A cohort study between 2002 and 2012 conducted on a group of 375,163 South Koreans, reported that both low and high SUA concentrations were predictive of increased mortality, supporting a U-shaped association [52]. Although the mechanisms underlying the increased risk of mortality related to low SUA levels is not completely identified, there are some probable explanations. For example, reduced SUA concentrations may reflect malnutrition [53]. Furthermore, uric acid acts as an antioxidant, by increasing superoxide dismutation to hydrogen peroxide, thus decreasing the availability of superoxide and its harmful interaction with nitric oxide [36]. Therefore, low SUA levels may represent a decreased antioxidant capacity. On the other hand, it has been proposed that individuals with hyperuricaemia are at an increased risk of atherosclerotic disease [54].
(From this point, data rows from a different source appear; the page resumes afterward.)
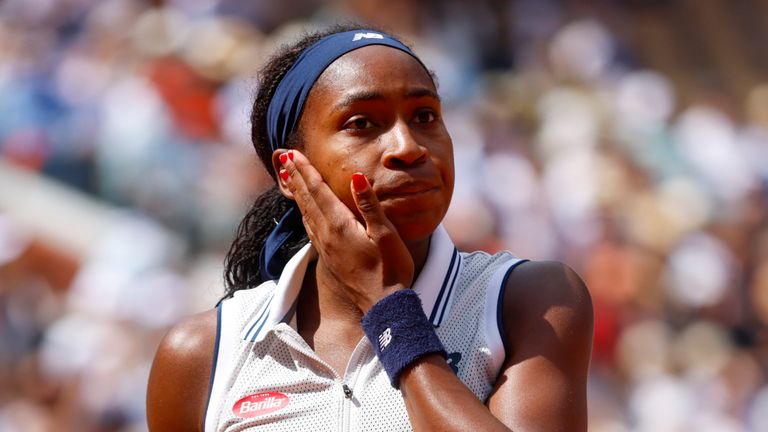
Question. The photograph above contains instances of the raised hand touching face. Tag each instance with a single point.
(367, 257)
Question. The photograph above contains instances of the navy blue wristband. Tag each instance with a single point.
(400, 332)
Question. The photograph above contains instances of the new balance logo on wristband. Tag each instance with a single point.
(385, 338)
(359, 36)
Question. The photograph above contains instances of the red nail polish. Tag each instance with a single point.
(359, 182)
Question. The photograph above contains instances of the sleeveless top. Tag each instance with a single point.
(266, 377)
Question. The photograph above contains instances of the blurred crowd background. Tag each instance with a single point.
(626, 138)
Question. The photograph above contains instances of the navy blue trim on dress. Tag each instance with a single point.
(215, 361)
(264, 315)
(450, 290)
(436, 306)
(500, 305)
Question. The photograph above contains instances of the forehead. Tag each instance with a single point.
(372, 68)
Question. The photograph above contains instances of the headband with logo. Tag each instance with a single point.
(283, 116)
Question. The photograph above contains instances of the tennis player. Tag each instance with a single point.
(348, 307)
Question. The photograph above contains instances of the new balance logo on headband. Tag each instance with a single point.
(359, 36)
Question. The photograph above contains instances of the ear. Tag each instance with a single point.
(278, 166)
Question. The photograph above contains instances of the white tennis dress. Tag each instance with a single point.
(265, 377)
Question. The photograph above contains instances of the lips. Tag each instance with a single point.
(405, 189)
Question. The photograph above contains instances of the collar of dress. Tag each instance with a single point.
(434, 285)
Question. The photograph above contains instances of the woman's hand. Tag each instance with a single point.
(368, 258)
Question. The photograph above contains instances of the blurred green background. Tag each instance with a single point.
(626, 138)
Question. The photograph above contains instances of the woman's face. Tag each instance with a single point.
(376, 111)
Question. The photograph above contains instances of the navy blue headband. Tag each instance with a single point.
(283, 117)
(291, 94)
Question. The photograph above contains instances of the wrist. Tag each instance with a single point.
(400, 333)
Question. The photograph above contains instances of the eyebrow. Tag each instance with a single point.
(364, 96)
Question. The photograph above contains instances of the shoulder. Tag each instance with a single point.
(178, 383)
(547, 301)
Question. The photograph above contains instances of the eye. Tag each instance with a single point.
(425, 116)
(358, 123)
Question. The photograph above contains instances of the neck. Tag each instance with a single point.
(324, 296)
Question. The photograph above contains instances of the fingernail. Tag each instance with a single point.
(359, 182)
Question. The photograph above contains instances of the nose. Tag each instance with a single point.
(402, 147)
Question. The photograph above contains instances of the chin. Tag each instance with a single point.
(415, 228)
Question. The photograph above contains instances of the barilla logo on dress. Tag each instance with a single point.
(259, 404)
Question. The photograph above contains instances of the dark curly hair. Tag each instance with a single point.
(242, 261)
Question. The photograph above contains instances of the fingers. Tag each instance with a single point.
(320, 207)
(376, 222)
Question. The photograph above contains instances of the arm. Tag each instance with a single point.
(542, 386)
(177, 393)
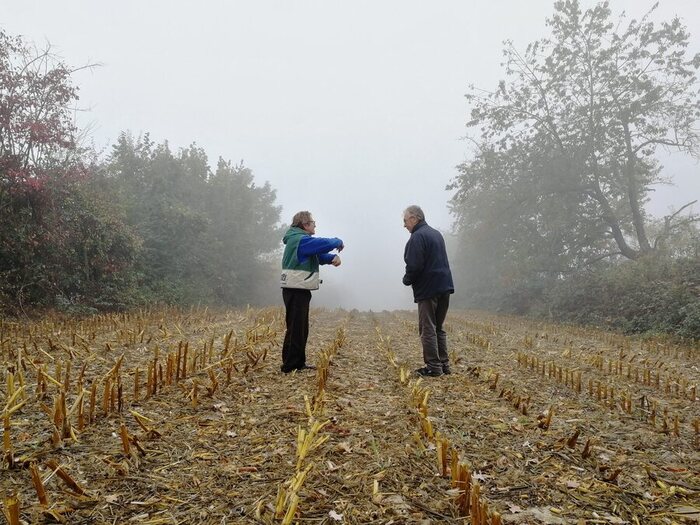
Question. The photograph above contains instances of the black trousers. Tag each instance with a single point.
(296, 303)
(431, 316)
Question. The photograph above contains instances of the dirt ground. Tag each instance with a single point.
(556, 424)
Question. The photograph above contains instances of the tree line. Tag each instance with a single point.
(550, 210)
(144, 225)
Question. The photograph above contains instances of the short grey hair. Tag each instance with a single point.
(301, 218)
(415, 211)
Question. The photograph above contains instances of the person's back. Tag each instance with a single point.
(427, 265)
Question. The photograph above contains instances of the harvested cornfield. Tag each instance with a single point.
(184, 417)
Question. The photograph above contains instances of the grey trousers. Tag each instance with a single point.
(431, 316)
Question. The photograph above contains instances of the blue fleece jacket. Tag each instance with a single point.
(320, 246)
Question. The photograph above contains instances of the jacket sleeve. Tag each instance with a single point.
(414, 257)
(325, 258)
(309, 246)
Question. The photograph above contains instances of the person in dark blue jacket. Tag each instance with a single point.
(428, 272)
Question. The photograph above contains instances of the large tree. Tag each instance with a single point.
(565, 157)
(60, 238)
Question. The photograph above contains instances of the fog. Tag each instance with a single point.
(352, 110)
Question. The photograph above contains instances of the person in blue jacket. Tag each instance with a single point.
(303, 253)
(428, 272)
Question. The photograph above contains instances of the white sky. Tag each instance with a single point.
(352, 110)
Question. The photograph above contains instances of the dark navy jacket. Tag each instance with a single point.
(427, 268)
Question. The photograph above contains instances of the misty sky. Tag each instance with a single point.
(352, 110)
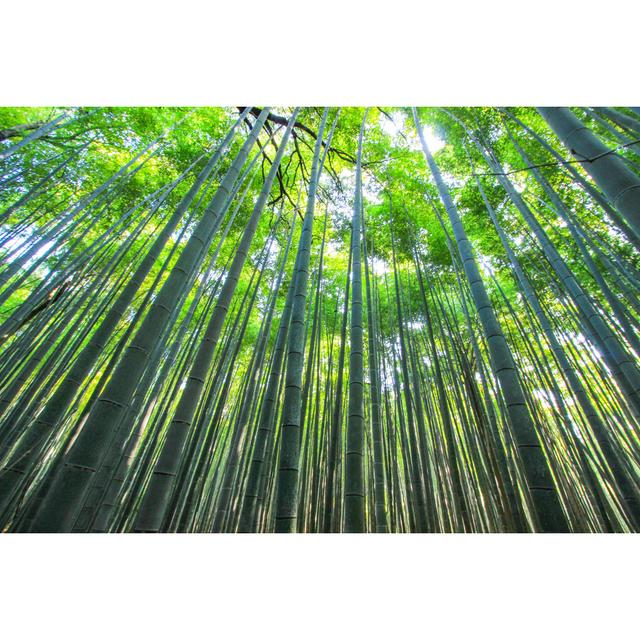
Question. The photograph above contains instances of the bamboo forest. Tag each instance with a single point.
(320, 320)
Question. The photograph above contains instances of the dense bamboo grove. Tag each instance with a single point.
(320, 320)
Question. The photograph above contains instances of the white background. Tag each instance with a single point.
(325, 52)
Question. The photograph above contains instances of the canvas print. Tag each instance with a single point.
(320, 320)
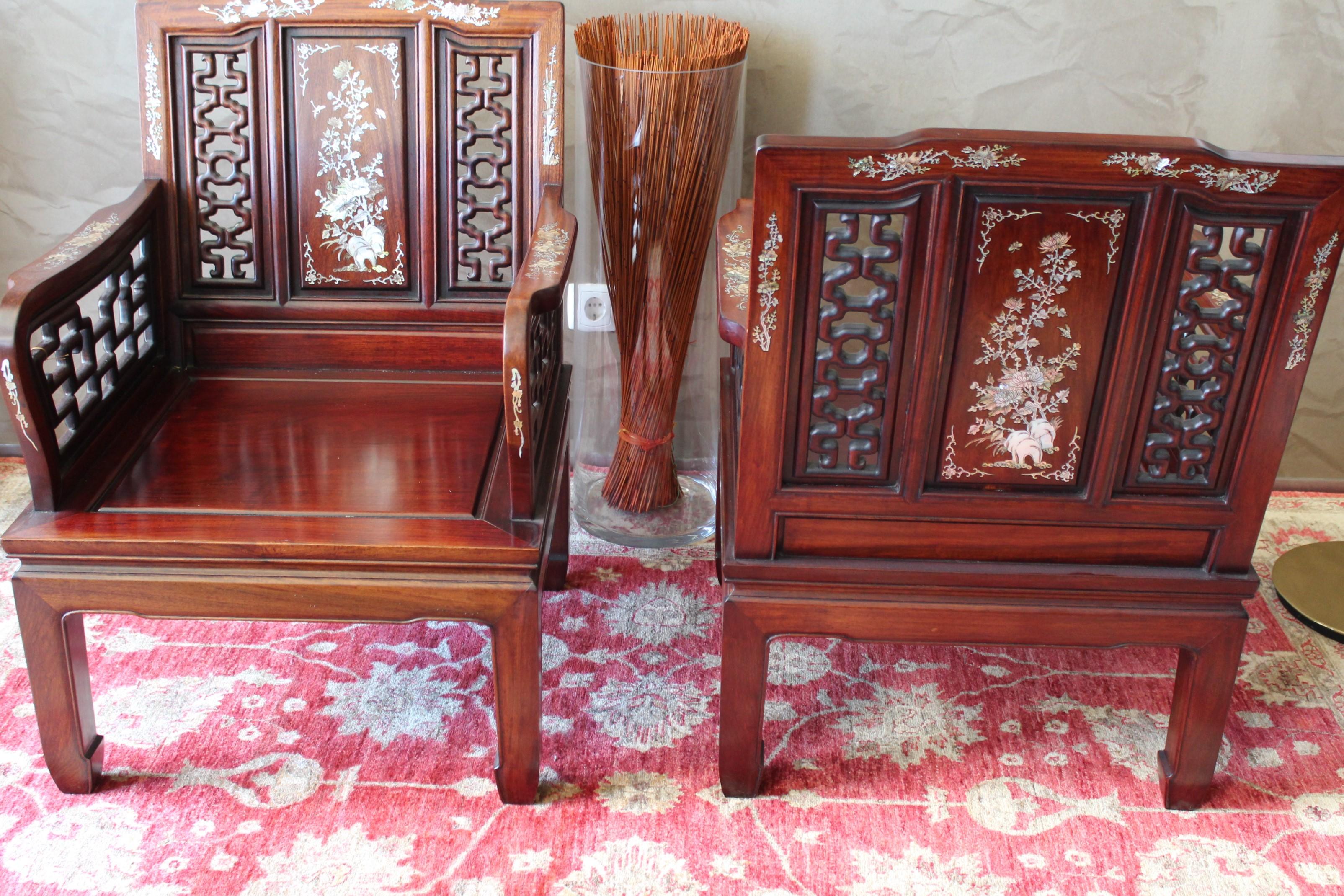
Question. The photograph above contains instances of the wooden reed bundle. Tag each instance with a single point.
(662, 104)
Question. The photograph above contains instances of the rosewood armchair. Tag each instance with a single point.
(1011, 389)
(311, 370)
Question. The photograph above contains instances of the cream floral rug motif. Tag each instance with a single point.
(264, 759)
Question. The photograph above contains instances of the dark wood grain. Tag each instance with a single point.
(1010, 387)
(253, 393)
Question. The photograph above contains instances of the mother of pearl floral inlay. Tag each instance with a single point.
(154, 105)
(353, 203)
(901, 164)
(1249, 181)
(467, 14)
(1307, 313)
(550, 115)
(769, 285)
(1018, 410)
(236, 11)
(77, 245)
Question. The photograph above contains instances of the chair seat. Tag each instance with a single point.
(294, 468)
(319, 448)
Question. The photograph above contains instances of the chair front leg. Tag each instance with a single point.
(746, 656)
(1205, 683)
(58, 672)
(518, 699)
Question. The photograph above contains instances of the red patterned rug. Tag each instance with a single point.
(355, 761)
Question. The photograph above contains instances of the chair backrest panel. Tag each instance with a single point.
(1043, 328)
(348, 162)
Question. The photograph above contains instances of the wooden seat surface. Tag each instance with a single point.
(319, 448)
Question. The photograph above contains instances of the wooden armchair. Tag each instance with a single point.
(1011, 389)
(311, 370)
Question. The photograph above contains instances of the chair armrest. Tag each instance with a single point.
(533, 338)
(734, 252)
(80, 330)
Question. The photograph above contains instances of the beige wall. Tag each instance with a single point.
(1245, 74)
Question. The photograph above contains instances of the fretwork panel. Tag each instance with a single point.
(1209, 331)
(853, 354)
(222, 166)
(544, 339)
(483, 168)
(95, 344)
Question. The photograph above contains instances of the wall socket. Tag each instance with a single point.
(589, 308)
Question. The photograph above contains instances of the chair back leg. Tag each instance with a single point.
(58, 672)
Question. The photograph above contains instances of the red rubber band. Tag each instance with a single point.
(643, 444)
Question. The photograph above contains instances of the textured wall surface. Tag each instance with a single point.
(1245, 74)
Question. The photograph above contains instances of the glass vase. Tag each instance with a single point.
(593, 350)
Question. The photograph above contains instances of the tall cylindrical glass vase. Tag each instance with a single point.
(664, 162)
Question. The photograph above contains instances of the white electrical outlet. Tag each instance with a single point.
(591, 308)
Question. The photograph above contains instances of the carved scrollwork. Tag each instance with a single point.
(1203, 349)
(86, 352)
(902, 164)
(224, 152)
(544, 366)
(851, 370)
(1307, 313)
(484, 159)
(1238, 181)
(768, 285)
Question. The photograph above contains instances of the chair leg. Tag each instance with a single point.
(742, 703)
(58, 672)
(518, 699)
(558, 559)
(1205, 682)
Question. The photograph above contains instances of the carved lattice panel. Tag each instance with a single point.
(854, 333)
(1209, 331)
(482, 168)
(348, 159)
(93, 346)
(544, 363)
(224, 163)
(1041, 279)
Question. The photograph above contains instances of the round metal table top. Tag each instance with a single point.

In accordance with our findings, the Mediterranean diet (diet high in fibres, legumes, fruits, vegetables and unprocessed grains with low consumption of meat and meat products) was reported to increase the size of low-density lipoprotein (LDL) and reduce LDL-apoB100 concentrations, mainly by enhancing LDL catabolism, even in the absence of weight loss in men with metabolic syndrome [55]. Furthermore, a cross-sectional study of 35 pregnant women showed that mothers at the low Mediterranean diet score (representing a diet poor in fibre and folate, rich in cholesterol, with low polyunsaturated (PUFA) + monounsaturated/saturated fatty acids (MUFA/SFA) ratio, and high SFA/carbohydrates (SFA/CHO) and ω-6/ω-3 PUFA ratios) delivered neonates with high LDL-cholesterol, apo B levels and a high apo A1/apo B ratio [56]. Therefore, a healthy diet can play a significant role in prevention of chronic diseases even from an early age [56]. In contrast, a randomized clinical trial comprising 155 T2DM patients indicated no significant changes in apo B levels after 6 months of high fiber or low glycaemic index diet [57]. However, larger studies with a longer follow-up are needed to extract safe conclusions.

Strengths and Limitations

Major strengths of our study include the design and use of novel, prospective, food-based dietary indexes. Furthermore, analyses were adjusted for a wide range of available covariates, thus reducing the potential for residual confounding bias. With regard to limitations, the analysis relied on a one-time measurement for dietary and covariate data; this may increase within-person variation. Some methodological issues to be considered in interpreting our findings also include potential measurement error in the self-reported dietary and lifestyle data. Furthermore, although we adjusted for several potential variables, we cannot completely rule out confounding by unmeasured factors. Further, in this study because of the high chance of the co-linearity, we were not able to include estimated glomerular filtration rate (eGFR) in our model once we were considered the SUA as a risk factor. However, it would be good for future studies to consider this fact if their model allows them.

5. Conclusions

All-cause and CVD mortality significantly increased across quartiles of both DUS and DAS in a large multi-ethnic US adult population. With regard to cancer mortality, significant and positive links were observed only between participants in the highest DUS and DAS quartiles compared with those in the first quartile. These associations were attenuated (but remained significant) after adjustments for BMI, HTN and T2DM. Therefore, dietary interventions to minimize the adverse effect of uricaemia and atherogenic potential of diet might contribute in reducing all-cause and cause-specific mortality. Further research is required to establish the implications of such health policies.